Nissequogue planning board postpones private dock decision

The Village of Nissequogue Planning Board put off a decision about a private dock in the village until Oct. 3. Photo by Rita J. Egan

The Village of Nissequogue Planning Board announced on the village’s website Tuesday that it would be adjourning an application for a private dock at Swan Place in Nissequogue scheduled for Sept. 6 until its Oct. 3 meeting at 7 p.m.

The proposed dock would be adjacent to the Town of Smithtown’s Cordwood Park, which is located in Head of the Harbor. The application has received criticism from neighbors and environmentalists, including state Assemblyman Steve Englebright (D-Setauket) and John Turner, conservation chair of Four Harbors Audubon Society.

At an Aug. 27 rally at the park, organized by Head of the Harbor resident Lisa Davidson, local residents voiced concerns over the possible construction of the 186-foot dock and the potential of another 200-foot dock a few houses away in the future. The footage includes a combination of permanent and floating docks. Because the harbor is shallow, the dock must meet New York State Department of Environmental Conservation requirements that it stands in 3 1/2 feet of water even at low tide, hence the lengths of the proposed docks.

Protesters and speakers, including Englebright and Turner, cited among their concerns the 186-foot dock spoiling the view of Stony Brook Harbor and restricting access to those walking along the beach or using their canoes and kayaks in the water. Many also feel it may encourage other homeowners to build similar private docks, leading to harbor pollution due to more or large boats.

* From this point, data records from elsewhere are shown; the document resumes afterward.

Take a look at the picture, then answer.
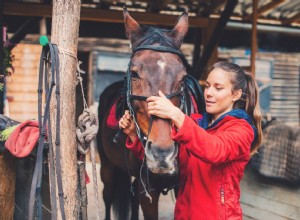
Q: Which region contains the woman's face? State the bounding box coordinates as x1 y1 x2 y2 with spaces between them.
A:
204 68 241 120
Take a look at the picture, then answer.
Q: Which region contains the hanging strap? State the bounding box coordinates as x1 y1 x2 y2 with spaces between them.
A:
28 43 66 220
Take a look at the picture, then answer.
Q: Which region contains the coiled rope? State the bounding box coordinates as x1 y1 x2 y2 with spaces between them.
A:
76 62 100 220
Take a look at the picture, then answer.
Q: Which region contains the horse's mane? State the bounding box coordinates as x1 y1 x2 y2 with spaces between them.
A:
137 26 179 49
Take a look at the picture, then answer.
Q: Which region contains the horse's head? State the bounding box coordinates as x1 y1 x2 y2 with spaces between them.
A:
124 9 188 175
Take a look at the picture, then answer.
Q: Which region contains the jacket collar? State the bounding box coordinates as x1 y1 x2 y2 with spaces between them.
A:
203 109 257 139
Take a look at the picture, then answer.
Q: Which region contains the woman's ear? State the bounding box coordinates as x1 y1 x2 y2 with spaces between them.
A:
232 89 243 102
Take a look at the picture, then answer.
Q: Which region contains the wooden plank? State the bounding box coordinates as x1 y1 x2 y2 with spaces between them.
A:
243 0 285 21
250 0 258 78
10 112 38 122
4 2 210 27
282 13 300 25
7 83 37 93
0 152 16 220
7 92 38 102
9 102 37 114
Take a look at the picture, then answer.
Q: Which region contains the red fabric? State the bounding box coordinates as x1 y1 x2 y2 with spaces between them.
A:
127 116 254 220
5 121 39 157
106 99 120 129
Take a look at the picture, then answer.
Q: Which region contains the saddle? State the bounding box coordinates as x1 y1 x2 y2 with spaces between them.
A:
0 114 20 153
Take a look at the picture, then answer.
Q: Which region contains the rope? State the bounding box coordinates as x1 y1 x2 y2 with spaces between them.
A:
76 62 100 220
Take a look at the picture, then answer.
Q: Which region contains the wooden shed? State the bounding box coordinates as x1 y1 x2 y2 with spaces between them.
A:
0 0 300 220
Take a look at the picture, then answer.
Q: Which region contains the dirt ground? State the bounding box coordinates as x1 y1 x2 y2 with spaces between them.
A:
86 162 175 220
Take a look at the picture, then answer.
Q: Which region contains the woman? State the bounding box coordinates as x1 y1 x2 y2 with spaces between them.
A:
119 62 262 220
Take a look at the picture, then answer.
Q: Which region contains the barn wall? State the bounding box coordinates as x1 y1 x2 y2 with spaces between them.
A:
5 44 42 122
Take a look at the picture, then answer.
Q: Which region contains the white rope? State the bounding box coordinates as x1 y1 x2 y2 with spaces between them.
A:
76 58 100 220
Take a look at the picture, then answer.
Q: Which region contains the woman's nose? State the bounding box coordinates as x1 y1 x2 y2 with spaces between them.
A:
204 88 212 96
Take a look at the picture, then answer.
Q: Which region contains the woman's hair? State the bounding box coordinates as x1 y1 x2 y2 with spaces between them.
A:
212 61 262 155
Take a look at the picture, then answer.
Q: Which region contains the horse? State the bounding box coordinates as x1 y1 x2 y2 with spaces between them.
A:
97 8 205 220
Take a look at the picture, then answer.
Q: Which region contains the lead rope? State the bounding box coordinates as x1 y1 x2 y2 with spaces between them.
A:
28 42 66 220
76 61 100 220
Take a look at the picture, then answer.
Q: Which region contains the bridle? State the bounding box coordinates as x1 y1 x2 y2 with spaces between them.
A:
125 45 186 147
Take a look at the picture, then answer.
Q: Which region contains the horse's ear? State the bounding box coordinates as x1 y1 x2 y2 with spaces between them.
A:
123 7 143 43
172 11 189 48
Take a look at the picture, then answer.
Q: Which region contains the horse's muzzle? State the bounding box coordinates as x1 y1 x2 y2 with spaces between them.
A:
145 141 178 175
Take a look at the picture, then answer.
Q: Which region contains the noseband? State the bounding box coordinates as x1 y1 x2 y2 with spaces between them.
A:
125 45 186 147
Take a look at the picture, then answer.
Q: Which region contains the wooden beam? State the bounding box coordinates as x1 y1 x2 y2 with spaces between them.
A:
4 2 209 27
147 0 172 13
201 0 226 16
195 0 238 80
243 0 285 21
193 28 202 72
251 0 258 77
282 12 300 25
8 17 42 50
0 0 5 113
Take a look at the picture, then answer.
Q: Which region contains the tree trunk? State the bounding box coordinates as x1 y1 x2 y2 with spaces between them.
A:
0 151 16 220
50 0 81 220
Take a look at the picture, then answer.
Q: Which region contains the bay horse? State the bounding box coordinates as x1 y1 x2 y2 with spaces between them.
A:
97 9 205 220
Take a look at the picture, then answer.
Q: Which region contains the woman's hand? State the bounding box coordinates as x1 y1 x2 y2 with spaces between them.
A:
119 110 137 142
146 91 185 128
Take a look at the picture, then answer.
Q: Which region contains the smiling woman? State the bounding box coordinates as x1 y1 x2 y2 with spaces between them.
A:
119 62 261 220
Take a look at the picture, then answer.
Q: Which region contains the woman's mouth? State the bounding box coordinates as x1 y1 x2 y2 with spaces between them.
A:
205 100 216 106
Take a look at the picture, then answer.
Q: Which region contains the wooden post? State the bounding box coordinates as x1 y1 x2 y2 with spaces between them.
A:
0 152 16 220
195 0 238 80
251 0 258 77
0 1 16 220
50 0 81 220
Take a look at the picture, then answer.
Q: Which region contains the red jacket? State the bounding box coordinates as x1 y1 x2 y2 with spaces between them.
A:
126 112 254 220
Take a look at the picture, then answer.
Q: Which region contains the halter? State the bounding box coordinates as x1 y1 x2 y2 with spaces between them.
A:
125 45 186 147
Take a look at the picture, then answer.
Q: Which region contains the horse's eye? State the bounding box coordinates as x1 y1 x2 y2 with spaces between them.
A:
131 71 140 79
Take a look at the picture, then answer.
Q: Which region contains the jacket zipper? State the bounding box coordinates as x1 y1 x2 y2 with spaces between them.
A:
220 185 225 205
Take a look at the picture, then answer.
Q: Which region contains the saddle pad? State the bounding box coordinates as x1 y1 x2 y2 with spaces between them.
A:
106 98 122 129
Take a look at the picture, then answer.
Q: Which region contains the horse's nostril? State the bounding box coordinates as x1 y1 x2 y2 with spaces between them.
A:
148 141 152 150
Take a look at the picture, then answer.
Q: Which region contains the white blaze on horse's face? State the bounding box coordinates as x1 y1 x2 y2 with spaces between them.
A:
157 55 167 73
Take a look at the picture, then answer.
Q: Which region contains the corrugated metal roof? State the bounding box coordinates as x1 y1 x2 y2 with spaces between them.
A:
78 0 300 27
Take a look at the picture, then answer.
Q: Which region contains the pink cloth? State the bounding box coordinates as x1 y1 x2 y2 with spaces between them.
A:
5 121 39 157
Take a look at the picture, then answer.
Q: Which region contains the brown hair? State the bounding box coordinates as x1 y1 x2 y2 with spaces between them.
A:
212 61 262 156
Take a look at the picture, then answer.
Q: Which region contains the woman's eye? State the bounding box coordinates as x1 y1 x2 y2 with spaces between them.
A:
131 71 140 79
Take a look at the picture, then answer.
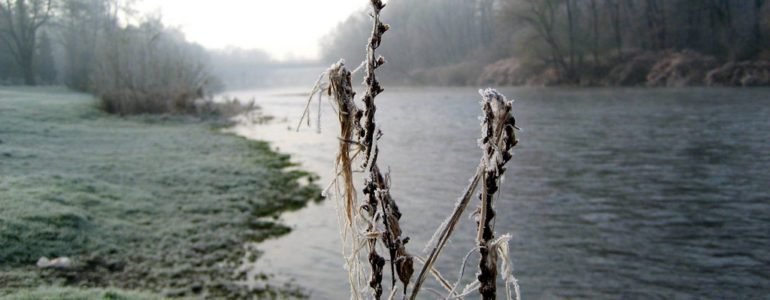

Davidson, a member of the Joint Village Coastal Management Commission, a waterfront board of the villages of Head of the Harbor and Nissequogue, recused herself from the commission on the matter of private docks. The commission recently concluded that the Swan Place dock is inconsistent with Nissequogue’s waterfront revitalization program.

At a June 6 Nissequogue planning board meeting, George Jacob Turner, an attorney for the dock applicants Andrew and Maria Georgakopoulos, represented them along with a Land Use Ecological Services representative, according to the board’s minutes. During the meeting, representatives stated the proposed dock’s use “is in character due to other docks.” The trustees responded that existing docks were preexisting to the current requirements. The board members also questioned if public access would be impacted due to the applicants indicating “that the only public access will be by going under the dock.”